Date Sent:  29 JUL 1949

Sender: Agnes & Will

Recipient: Mrs J Binns, Shephards [sic] Farm, Ikncornshaw [Ickornshaw], Cowling, Yorkshire

Transcript:

Dear Edie & all

Just a card wondering how you all are, have you heard anything about your hand let me know soon. Love from Agnes & Will.

Hand written postcard with red stamp

Agnes and Will’s postcard pencilled from Peckham is brief and to the point.  A picture of the Tower of London is always a good messenger, but dating the image is a real challenge. Sometime between 1928 and 1949 is a little vague.

Lutyen’s First World War Mercantile Marine Memorial unveiled in 1928 stands alone in the foreground – its Second World War companion still to be added. The horse drawn cart emerging from behind the trees recalls late Victorian views. However, it is not the anachronism it first appears. Haulage firms were investing in fleets of trucks by the 1920s, but some breweries retained their horse-drawn drays for local deliveries into the last decade of the twentieth century. So, in the absence of any other vehicles for comparison and the unhelpful arboreal camouflage, not much mileage there.

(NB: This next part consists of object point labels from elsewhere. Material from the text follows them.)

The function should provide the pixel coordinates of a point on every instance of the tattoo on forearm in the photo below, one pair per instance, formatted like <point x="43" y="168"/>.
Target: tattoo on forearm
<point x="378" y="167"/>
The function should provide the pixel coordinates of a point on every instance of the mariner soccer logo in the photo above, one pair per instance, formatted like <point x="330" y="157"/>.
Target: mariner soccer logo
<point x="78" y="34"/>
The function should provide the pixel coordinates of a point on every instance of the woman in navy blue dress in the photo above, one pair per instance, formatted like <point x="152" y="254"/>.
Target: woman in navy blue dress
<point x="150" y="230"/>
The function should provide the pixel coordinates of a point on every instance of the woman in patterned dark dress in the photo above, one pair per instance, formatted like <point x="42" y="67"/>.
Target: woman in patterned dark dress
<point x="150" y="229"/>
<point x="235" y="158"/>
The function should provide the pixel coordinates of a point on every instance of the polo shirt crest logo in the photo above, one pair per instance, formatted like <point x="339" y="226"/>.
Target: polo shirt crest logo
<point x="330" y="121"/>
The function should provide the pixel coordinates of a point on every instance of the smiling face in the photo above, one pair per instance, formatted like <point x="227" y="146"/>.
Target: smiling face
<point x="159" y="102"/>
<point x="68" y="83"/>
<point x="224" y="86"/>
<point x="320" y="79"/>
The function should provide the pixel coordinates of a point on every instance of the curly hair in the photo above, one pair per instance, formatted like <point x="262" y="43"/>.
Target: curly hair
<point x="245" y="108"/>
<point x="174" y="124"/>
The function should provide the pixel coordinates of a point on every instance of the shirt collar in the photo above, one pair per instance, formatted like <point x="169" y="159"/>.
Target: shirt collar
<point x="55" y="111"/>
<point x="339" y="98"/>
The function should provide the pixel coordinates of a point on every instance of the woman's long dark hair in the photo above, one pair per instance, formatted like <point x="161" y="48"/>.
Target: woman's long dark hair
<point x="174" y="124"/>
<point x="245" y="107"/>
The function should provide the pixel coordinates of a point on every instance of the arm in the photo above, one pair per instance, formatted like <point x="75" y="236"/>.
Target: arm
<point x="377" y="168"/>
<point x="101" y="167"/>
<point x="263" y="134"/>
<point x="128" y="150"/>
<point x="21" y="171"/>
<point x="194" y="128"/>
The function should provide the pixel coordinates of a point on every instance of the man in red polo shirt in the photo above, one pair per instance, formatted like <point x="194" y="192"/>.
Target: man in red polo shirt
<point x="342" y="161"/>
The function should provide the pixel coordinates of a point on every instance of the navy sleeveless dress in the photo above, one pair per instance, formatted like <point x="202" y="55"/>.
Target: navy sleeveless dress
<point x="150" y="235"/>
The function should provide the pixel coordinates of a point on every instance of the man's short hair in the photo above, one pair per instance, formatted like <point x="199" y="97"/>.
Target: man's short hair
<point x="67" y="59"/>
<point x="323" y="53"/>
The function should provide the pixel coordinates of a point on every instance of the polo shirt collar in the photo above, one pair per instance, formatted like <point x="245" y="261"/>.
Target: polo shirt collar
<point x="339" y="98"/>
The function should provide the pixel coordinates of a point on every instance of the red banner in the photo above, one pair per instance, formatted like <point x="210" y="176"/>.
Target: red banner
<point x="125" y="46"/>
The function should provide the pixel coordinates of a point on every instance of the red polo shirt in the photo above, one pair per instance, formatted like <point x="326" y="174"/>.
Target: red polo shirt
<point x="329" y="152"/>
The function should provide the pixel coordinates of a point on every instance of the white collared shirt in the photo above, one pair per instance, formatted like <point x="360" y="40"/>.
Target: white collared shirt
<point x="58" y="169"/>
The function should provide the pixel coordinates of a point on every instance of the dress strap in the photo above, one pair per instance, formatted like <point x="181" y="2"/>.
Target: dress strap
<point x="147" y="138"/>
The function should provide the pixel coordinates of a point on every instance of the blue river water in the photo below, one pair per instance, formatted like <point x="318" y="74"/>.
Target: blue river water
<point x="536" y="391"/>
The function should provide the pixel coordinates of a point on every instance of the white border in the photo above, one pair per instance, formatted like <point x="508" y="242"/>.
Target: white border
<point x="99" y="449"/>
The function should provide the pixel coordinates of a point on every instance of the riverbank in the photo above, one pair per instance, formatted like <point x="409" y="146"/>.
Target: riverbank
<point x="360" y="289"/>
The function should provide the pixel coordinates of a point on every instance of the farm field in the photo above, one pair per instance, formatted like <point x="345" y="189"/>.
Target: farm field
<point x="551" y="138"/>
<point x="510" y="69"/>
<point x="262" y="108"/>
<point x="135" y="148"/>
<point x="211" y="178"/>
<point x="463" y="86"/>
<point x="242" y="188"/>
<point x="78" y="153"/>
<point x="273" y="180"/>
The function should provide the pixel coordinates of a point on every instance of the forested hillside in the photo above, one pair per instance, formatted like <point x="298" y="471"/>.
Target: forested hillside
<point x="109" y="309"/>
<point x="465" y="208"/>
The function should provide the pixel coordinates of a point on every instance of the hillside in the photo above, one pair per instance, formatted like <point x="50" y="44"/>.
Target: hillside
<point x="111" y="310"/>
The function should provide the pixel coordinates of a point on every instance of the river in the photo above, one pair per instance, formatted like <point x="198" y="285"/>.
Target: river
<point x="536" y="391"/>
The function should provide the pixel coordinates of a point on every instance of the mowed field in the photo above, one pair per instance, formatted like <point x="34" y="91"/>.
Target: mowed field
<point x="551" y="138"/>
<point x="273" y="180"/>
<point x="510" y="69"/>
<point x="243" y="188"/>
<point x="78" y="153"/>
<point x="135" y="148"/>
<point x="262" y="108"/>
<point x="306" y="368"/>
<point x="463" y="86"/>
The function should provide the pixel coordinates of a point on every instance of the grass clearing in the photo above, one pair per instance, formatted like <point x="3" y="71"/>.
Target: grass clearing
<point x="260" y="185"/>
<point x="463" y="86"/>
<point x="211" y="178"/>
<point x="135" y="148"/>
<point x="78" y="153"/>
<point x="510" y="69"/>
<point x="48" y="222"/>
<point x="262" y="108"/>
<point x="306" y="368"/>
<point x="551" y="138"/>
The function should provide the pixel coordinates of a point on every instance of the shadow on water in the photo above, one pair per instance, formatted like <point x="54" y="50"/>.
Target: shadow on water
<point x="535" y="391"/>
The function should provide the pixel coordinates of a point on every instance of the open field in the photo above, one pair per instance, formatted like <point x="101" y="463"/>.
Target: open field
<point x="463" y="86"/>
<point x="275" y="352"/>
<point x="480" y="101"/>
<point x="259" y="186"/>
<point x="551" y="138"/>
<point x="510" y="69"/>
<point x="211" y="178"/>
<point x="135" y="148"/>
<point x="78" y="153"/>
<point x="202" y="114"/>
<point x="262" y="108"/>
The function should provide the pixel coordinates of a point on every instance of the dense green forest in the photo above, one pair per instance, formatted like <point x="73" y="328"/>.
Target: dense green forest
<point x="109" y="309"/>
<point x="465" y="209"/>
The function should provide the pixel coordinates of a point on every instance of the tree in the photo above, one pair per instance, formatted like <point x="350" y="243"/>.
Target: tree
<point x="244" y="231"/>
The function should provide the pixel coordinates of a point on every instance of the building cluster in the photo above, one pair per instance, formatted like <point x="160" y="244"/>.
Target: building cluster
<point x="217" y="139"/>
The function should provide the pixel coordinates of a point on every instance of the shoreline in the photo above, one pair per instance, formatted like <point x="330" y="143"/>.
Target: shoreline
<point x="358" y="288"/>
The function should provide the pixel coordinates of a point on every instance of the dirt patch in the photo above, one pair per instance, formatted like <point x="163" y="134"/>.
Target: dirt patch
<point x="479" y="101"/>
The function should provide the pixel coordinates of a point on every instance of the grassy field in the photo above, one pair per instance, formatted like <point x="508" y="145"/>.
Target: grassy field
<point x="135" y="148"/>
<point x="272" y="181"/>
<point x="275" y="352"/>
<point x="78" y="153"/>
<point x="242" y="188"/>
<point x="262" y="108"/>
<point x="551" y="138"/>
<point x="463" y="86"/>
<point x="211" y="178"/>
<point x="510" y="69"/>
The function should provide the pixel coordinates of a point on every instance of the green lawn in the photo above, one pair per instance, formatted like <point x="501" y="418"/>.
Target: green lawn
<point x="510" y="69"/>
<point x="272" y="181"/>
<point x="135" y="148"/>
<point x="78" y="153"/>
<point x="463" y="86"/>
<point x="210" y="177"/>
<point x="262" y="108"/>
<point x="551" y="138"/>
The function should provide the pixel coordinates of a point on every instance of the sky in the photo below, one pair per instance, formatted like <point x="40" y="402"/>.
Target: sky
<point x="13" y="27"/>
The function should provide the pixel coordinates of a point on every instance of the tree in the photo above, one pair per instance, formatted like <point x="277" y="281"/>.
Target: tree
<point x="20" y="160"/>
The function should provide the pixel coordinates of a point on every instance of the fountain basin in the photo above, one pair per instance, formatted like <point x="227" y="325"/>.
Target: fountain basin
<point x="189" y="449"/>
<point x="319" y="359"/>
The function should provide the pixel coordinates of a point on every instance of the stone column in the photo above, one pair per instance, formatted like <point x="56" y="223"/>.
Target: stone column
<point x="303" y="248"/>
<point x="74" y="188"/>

Sepia image of the Tower of London and tower brdige with text The Tower and Twoer Bridge, London

The angle of the shot, presumably taken from the roof of the Port of London Authority Building opened in 1922, manages to conceal the most easily identified of the Tower’s battle scars – stopping short of the North Bastion on the outer wall destroyed in October 1940.  Trees cloak where the shell of the Main Guard gutted by fire from incendiary bombs dropped that December might still stand. The potential chimneys above the canopy are in fact the funnels of the ship passing through Tower Bridge’s raised bascules. Tower Hill, also the victim of extensive bomb damage, is just out of shot. Meanwhile, the slice of moat visible does not appear to have been commandeered as allotments as the area south of the site next to the Wharf was.  Nor does the better quality of the card help – throughout the war and its aftermath old stock had happily been dug out and re-circulated.

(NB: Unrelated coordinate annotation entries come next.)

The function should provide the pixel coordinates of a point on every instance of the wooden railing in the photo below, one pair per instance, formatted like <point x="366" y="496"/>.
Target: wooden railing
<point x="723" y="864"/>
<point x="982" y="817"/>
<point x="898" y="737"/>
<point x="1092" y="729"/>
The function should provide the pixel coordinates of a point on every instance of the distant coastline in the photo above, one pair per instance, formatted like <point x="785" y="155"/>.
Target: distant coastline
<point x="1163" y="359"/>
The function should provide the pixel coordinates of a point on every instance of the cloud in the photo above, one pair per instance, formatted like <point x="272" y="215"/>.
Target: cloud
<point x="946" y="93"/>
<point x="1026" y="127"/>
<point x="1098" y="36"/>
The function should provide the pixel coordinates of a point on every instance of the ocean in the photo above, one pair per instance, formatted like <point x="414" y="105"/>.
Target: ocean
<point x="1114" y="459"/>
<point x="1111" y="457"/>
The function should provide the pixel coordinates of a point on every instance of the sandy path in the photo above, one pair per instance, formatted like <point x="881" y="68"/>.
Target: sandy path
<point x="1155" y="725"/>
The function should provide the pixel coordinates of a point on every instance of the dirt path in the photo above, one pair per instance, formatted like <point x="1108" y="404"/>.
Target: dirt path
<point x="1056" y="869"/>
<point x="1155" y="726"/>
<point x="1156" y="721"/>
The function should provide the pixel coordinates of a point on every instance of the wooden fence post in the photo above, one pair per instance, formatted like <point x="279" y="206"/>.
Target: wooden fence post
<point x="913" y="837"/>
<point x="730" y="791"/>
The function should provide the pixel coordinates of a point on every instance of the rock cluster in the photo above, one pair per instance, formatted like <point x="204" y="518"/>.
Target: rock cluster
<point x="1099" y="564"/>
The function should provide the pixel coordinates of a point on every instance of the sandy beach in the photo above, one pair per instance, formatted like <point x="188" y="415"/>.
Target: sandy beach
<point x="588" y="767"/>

I’m sure that Mrs Binns didn’t care about such details – the view is recognisably the Tower and Tower Bridge.  Her friends’ concern was far more important.  As to the back story – was it Edie’s hand that was injured – or as Shepherds Farm is involved, does it refer to one of the farm workers? We can only hope that one of the many Yorkshire Binns can cast further light on the matter.